Het hof stelt vast dat niet is komen vast te staan dat er een rechtsverhouding had bestaan op grond waarvan een verantwoordingsplicht dient te worden aangenomen.

De broers hadden niet gesteld dat hun vader tijdens zijn leven wilsonbekwaam was, onder bewind stond of om een andere reden niet in staat was om zijn financiën te voeren. Ook bleek nergens uit dat vader vanaf 2006 op enig moment om rekening en verantwoording had gevraagd met betrekking tot de contante geldopnames die de dochter voor of samen met hem had verricht. Daarom gaat het Hof er vanuit dat vader steeds in staat was om de handelingen van zijn dochter te overzien en deze heeft goedgekeurd. De familierechtelijke relatie bracht volgens het Hof kennelijk mee dat er geen afzonderlijke boekhouding over de contante pinopnames en betalingen werd gevoerd, maar dat in vertrouwen werd gehandeld. Onder deze omstandigheid bestond er naar het oordeel van het hof geen verplichting tot het afleggen van rekening en verantwoording over de periode vanaf 2006.

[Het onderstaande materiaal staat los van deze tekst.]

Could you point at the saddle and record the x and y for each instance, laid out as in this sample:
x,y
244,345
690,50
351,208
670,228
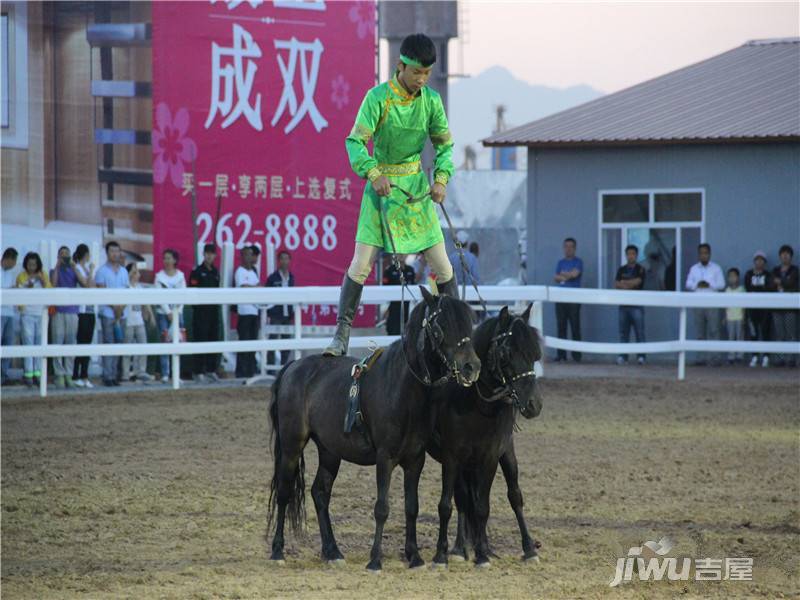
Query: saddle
x,y
354,415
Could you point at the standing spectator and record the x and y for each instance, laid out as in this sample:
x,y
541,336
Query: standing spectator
x,y
247,323
568,274
786,279
205,317
734,316
469,275
10,316
135,331
65,321
281,314
112,275
392,276
84,271
32,276
670,278
758,279
169,278
706,276
631,276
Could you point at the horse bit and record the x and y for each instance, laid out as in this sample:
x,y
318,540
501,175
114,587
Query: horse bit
x,y
433,331
507,389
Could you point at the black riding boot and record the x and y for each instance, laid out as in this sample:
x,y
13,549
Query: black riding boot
x,y
349,298
449,287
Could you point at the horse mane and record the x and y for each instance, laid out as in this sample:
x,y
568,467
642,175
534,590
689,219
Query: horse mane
x,y
455,315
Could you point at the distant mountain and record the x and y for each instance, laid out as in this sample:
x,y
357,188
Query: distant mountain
x,y
472,103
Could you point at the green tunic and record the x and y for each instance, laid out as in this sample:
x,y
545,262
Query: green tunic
x,y
399,125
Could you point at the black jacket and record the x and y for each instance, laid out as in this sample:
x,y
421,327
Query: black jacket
x,y
274,280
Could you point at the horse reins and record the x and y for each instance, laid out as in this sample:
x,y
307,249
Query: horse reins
x,y
411,199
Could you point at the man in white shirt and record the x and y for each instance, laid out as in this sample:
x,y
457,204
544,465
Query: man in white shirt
x,y
10,317
247,323
707,277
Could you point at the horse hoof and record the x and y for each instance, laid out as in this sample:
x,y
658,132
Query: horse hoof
x,y
458,557
336,562
531,558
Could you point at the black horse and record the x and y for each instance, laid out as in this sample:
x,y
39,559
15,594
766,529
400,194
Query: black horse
x,y
309,401
474,430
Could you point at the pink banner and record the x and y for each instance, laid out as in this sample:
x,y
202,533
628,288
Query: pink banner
x,y
252,101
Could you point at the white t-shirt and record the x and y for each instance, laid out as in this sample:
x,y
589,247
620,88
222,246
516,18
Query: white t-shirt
x,y
246,277
84,272
170,282
9,281
133,312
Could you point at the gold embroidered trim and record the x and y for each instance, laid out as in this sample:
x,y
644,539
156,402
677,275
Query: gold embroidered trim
x,y
398,89
362,132
439,139
402,169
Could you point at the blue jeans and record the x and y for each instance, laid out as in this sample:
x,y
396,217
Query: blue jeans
x,y
631,316
163,325
9,337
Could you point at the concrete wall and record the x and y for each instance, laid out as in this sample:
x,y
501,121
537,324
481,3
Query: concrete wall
x,y
752,202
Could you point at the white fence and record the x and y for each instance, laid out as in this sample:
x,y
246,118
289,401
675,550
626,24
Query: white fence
x,y
300,296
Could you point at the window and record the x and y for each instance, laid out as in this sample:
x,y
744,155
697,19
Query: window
x,y
14,80
665,225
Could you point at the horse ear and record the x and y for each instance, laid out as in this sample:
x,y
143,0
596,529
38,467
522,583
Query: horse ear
x,y
430,299
527,314
503,317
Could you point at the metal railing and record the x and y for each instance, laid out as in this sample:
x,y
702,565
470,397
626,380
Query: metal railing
x,y
300,296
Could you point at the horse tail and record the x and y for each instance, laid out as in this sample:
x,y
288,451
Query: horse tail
x,y
296,506
467,503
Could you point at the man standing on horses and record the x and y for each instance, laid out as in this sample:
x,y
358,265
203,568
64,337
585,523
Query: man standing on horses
x,y
398,116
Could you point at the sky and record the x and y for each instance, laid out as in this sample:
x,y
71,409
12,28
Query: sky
x,y
609,45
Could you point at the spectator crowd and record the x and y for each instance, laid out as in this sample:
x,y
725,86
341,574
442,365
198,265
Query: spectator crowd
x,y
133,323
704,276
139,324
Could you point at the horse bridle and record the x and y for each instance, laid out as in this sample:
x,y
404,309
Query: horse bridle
x,y
432,331
498,356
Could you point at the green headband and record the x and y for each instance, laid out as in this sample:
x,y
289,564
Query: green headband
x,y
411,61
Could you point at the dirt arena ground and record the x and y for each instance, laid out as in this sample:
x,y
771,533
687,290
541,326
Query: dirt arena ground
x,y
162,494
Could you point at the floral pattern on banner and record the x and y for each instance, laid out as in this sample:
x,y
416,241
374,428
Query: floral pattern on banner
x,y
173,150
363,15
340,92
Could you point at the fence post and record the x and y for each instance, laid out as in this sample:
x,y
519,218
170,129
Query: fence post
x,y
43,359
682,339
537,321
176,338
262,335
298,328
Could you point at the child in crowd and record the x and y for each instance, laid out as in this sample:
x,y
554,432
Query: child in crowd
x,y
135,331
170,277
33,275
734,317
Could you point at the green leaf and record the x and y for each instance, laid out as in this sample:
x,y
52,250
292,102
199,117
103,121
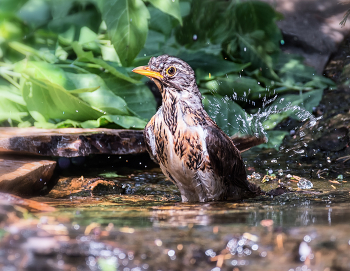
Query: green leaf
x,y
46,100
127,122
102,98
89,57
12,105
171,7
204,64
228,115
35,12
26,50
236,86
139,98
127,25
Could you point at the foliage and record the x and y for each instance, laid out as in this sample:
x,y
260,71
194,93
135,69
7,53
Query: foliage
x,y
67,63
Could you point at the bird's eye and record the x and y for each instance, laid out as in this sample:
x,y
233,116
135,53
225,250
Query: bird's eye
x,y
171,71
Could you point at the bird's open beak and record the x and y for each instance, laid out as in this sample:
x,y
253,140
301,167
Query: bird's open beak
x,y
145,70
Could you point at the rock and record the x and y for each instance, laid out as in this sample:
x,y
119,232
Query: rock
x,y
85,187
335,140
311,28
26,176
12,200
102,187
71,142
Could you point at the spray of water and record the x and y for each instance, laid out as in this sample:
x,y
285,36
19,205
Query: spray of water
x,y
253,123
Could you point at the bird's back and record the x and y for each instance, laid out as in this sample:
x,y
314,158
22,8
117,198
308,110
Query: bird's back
x,y
197,156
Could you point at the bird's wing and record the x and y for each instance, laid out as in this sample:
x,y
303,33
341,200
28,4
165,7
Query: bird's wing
x,y
150,140
225,158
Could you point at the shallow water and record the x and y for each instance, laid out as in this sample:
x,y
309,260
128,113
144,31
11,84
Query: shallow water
x,y
148,228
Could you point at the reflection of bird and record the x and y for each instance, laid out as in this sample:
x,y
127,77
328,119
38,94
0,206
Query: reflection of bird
x,y
190,148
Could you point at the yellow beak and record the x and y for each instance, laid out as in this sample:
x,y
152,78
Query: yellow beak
x,y
145,70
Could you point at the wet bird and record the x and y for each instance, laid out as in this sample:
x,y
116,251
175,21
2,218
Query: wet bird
x,y
192,151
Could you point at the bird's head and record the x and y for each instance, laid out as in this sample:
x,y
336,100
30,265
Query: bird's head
x,y
171,75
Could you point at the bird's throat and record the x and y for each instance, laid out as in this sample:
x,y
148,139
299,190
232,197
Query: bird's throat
x,y
158,84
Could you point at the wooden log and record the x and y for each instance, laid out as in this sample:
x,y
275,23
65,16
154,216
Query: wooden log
x,y
70,142
25,176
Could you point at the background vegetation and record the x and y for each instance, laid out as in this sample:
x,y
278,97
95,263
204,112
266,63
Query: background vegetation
x,y
67,63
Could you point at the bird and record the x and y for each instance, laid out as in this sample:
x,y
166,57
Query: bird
x,y
192,151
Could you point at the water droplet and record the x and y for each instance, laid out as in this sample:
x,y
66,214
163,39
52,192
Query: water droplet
x,y
171,253
305,184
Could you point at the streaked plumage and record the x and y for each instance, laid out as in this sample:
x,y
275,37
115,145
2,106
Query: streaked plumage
x,y
192,151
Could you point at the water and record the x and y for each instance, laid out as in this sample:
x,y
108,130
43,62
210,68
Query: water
x,y
148,228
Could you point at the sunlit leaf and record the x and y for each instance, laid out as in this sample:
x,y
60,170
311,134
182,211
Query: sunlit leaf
x,y
35,12
139,98
127,25
102,98
46,100
90,57
171,7
12,105
127,122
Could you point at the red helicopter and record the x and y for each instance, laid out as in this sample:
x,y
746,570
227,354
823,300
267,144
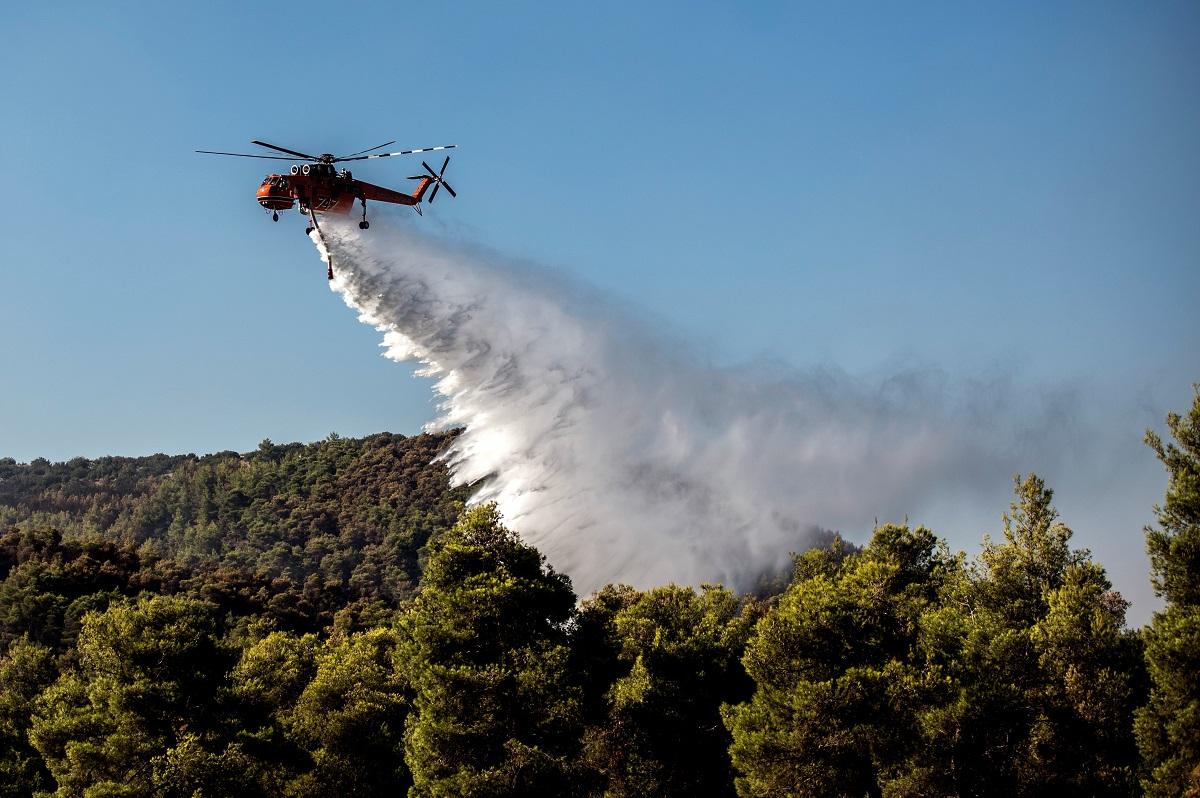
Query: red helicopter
x,y
319,187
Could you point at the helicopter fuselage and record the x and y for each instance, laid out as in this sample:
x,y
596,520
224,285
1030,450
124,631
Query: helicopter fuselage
x,y
323,189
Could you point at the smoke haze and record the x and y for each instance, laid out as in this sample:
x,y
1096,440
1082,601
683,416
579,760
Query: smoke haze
x,y
621,455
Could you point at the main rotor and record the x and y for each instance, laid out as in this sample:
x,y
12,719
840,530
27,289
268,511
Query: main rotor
x,y
327,157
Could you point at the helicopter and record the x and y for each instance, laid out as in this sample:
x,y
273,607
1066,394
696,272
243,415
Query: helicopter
x,y
318,186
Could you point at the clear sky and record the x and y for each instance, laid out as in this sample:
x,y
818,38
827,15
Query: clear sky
x,y
971,187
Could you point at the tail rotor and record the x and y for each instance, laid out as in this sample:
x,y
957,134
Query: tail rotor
x,y
436,178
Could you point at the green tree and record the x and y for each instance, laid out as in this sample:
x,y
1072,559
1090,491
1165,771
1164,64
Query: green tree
x,y
672,658
1169,725
144,713
1037,677
485,651
834,709
25,670
351,719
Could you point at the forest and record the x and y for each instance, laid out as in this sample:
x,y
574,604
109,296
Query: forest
x,y
334,619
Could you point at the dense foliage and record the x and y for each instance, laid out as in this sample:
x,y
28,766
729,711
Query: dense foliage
x,y
329,621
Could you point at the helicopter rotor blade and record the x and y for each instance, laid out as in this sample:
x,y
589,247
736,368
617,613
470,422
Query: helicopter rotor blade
x,y
388,155
246,155
281,149
366,150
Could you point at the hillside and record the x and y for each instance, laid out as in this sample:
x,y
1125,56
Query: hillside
x,y
294,533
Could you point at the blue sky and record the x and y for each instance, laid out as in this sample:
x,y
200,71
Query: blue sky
x,y
969,187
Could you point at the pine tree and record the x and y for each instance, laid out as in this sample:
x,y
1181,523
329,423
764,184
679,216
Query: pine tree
x,y
1169,726
493,713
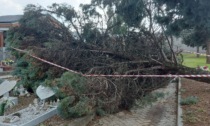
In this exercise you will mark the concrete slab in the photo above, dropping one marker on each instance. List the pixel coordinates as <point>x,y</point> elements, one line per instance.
<point>30,119</point>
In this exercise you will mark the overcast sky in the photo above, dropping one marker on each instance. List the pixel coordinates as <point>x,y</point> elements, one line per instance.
<point>14,7</point>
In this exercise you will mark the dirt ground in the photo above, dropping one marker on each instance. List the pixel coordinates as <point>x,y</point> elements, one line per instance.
<point>197,114</point>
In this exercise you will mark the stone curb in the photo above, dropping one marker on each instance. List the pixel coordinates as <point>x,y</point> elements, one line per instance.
<point>179,109</point>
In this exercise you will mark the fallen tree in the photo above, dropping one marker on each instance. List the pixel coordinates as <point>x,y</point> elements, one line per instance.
<point>91,51</point>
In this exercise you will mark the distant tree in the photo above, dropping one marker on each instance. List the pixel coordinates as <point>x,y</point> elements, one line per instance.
<point>188,18</point>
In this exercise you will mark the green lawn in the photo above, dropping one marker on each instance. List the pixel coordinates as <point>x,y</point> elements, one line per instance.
<point>191,60</point>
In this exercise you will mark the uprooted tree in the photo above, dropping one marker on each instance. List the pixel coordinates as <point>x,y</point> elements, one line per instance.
<point>122,40</point>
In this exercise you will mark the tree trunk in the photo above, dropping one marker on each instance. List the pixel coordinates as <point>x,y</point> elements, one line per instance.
<point>198,55</point>
<point>208,51</point>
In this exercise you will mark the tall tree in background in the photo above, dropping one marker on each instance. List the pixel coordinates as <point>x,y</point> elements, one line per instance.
<point>189,18</point>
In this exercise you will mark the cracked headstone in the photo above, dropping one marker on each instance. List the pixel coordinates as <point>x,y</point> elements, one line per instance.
<point>6,86</point>
<point>44,92</point>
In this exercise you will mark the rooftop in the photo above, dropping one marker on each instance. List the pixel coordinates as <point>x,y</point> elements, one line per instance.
<point>10,18</point>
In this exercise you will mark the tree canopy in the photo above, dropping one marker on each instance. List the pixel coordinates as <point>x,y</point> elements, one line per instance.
<point>104,37</point>
<point>188,19</point>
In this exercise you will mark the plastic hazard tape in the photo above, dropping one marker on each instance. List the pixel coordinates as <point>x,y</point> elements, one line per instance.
<point>198,53</point>
<point>102,75</point>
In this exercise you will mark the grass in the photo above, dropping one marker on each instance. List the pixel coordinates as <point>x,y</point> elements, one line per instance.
<point>190,60</point>
<point>189,100</point>
<point>149,99</point>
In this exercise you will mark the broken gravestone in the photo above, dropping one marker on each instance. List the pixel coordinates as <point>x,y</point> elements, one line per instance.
<point>5,87</point>
<point>44,92</point>
<point>35,113</point>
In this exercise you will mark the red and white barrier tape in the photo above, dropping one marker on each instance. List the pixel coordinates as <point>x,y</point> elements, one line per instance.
<point>102,75</point>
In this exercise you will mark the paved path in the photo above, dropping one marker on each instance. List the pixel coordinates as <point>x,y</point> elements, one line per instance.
<point>160,113</point>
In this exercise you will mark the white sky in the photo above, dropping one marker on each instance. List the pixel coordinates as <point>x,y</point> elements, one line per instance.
<point>14,7</point>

Als er geen duidelijke wettelijke grondslag is, is de vraag of een verplichting tot het afleggen van rekening en verantwoording bestaat volgens het Hof afhankelijk van de omstandigheden van het geval.

Omstandigheden die in dit verband een rol kunnen spelen zijn onder meer:

  • (i) de redenen waarom het beheer is gevoerd;
  • (ii) de verhouding die bestond tussen degene die het beheer voerde en de rechthebbende;
  • (iii) hetgeen in de relatie tussen partijen of in soortgelijke gevallen gebruikelijk is of was;
  • (iv) de mate waarin degene die het beheer voerde, zelfstandig kon en mocht handelen;
  • (v) de mate waarin de rechthebbende in staat is geweest de handelingen van degene die het beheer voerde te overzien en voor zijn belangen op te komen.